MATERIALS AND METHODS

Ethics statement

The management of the organisms was carried out following the Official Mexican Standard NOM-030-PESC-2000 that establishes the requirements to determine the presence of viral diseases in live and dead aquatic crustaceans, their products or by-products in any presentation, and Artemia (Artemia spp.) for their introduction into the national territory and mobilization in it.

Bacterial strains

^{Zermeño-Cervantes et al. (2018)} isolated the V. parahaemolyticus CVP2 strain (subsequently called CVP2) used in the present study from an AHPND outbreak in Sinaloa, Mexico, and previously reported on it. As a control treatment, Escherichia coli genotype DH5α (Thermo Fisher Scientific, Cleveland, OH, USA) was used as a halotolerant and non-pathogenic bacterium for P. vannamei. CVP2 was cultured in marine agar (5.000 g of peptone, 1.000 g of yeast extract, 0.002 g of Fe₃SO₄, and 17.000 g of agar per liter of seawater) at 35 °C for 24 h. The E. coli strain DH5α was cultured in Luria-Bertani (10.000 g of tryptone, 10.000 g of NaCl, and 5.000 g of yeast extract per liter of distilled water) at 37 °C for 24 h. The bacterial suspensions from both strains were prepared at OD₅₈₅ of 1.0 (approximately 1.8 × 10⁹ colony forming units [CFU·mL^-1] in saline solution NaCl 2.5% [w/v]).
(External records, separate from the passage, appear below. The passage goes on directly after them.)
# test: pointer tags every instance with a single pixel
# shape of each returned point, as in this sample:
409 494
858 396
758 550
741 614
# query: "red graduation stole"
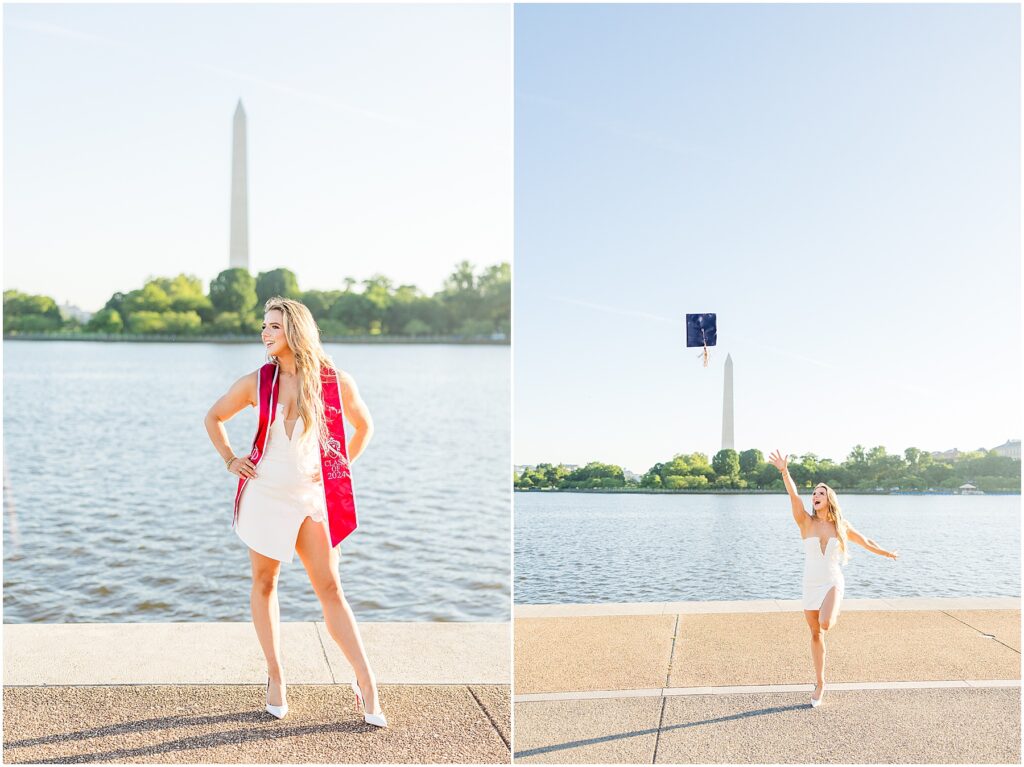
334 468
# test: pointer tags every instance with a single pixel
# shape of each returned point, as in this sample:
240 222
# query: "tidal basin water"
589 548
117 508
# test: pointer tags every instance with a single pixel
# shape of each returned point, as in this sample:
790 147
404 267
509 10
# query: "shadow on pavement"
636 733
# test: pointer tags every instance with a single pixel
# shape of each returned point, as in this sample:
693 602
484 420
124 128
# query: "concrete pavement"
194 692
910 681
227 724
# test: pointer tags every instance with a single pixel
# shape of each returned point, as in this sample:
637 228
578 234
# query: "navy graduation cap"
701 330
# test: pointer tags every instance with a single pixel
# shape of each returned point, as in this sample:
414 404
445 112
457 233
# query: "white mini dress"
821 571
284 494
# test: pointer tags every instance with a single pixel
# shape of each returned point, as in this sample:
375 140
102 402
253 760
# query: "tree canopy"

PirA toxin gene verification by single-step polymerase chain reaction

The presence of the encoding gene for the PirA toxin (AP3; associated with AHPND) was confirmed by polymerase chain reaction (PCR) amplification using genomic DNA isolated from the CVP2 strain. The AP3 method for DNA amplification was carried out as described by ^{Sirikharin et al. (2015)}. The PCR amplification products were sequenced by Macrogen (Seoul, South Korea).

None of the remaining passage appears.